Multi-omic datasets offer opportunities for improved biomarker discovery in cancer research, but their high dimensionality and limited sample sizes make identifying compact and effective biomarker panels challenging. Feature selection in large-scale omics can be efficiently addressed by combining machine learning with genetic algorithms, which naturally support multi-objective optimization of predictive accuracy and biomarker set size. However, genetic algorithms remain relatively underexplored for multi-omic feature selection, where most approaches concatenate all layers into a single feature space. To address this limitation, we introduce Sweeping*, a multi-view, multi-objective algorithm alternating between single- and multi-view optimization. It employs a nested single-view multi-objective optimizer, and for this study we use the genetic algorithm NSGA3-CHS. It first identifies informative biomarkers within each layer, then jointly evaluates cross-layer interactions; these multi-omic solutions guide the next single-view search. Through repeated sweeps, the algorithm progressively identifies compact biomarker panels capturing cross-modal complementary signals. We benchmark five Sweeping* strategies, including hierarchical and concatenation-based variants, using survival prediction on three TCGA cohorts. Each strategy jointly optimizes predictive accuracy and set size, measured via the concordance index and root-leanness. Overall performance and estimation error are assessed through cross hypervolume and Pareto delta under 5-fold cross-validation. Our results show that Sweeping* can improve the accuracy-complexity trade-off when sufficient survival signal is present and that integrating omic layers can enhance survival prediction beyond clinical-only models, although benefits remain cohort-dependent.

Paper Structure

This paper contains 11 sections, 3 figures.

Figures (3)

  • Figure 1: CHV and $P_{\Delta}$ across TCGA cohorts. (a) CHV for each multi-omic feature selection strategy evaluated in this study across TCGA-KIRC, TCGA-LGG, and TCGA-SARC. CHV is a MO measure of overall performance that can be applied to cross-validation situations. The objectives here are the predictive performance and the biomarker set size (number of selected features).
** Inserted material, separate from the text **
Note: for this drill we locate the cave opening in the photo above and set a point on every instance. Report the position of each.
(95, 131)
Higher values indicate better overall utility of solution sets. (b) $P_{\Delta}$ measures the discrepancy between training and testing performance of the solutions across the whole approximated Pareto front, when objectives are based on ML performance metrics. $P_{\Delta}$ quantifies overestimation, with lower values indicating smaller train–test gaps and more robust performance. Error bars represent variability across cross-validation folds.
  • Figure 2: Accuracy-complexity trade-offs across TCGA cohorts. C-index as a function of the number of selected features for each multi-omic feature selection strategy in TCGA-KIRC, TCGA-LGG, and TCGA-SARC. Each curve represents the best average performance achieved across cross-validation folds at a given feature count, illustrating the empirical trade-off between predictive accuracy and biomarker set size. Strategies include clinical-only models, direct concatenation of omic layers, and sweeping-based MV optimization variants. The figure highlights how different optimization designs navigate the accuracy–sparsity spectrum under distinct survival data regimes.
  • Figure 3: Expected versus measured C-index comparison of clinical-only and multi-omic feature selection strategies in TCGA-KIRC and TCGA-LGG. Top panels show C-index as a function of the number of selected features. “Expected” points represent internal cross-validation performance, while “measured” points denote testing performance on the left-out sets. The results from all the 5 folds are plotted together. Left column corresponds to clinical-only optimization, and right column to the multi-omic sweeping strategy integrating clinical with expression-based features. Bottom panels display the distribution of selected feature counts required to achieve increasing concordance levels, illustrating model complexity and composition. They show the counts and the expected C-index resulting from optimizing on the whole dataset. The comparison highlights cohort-dependent differences in incremental molecular value and generalization stability.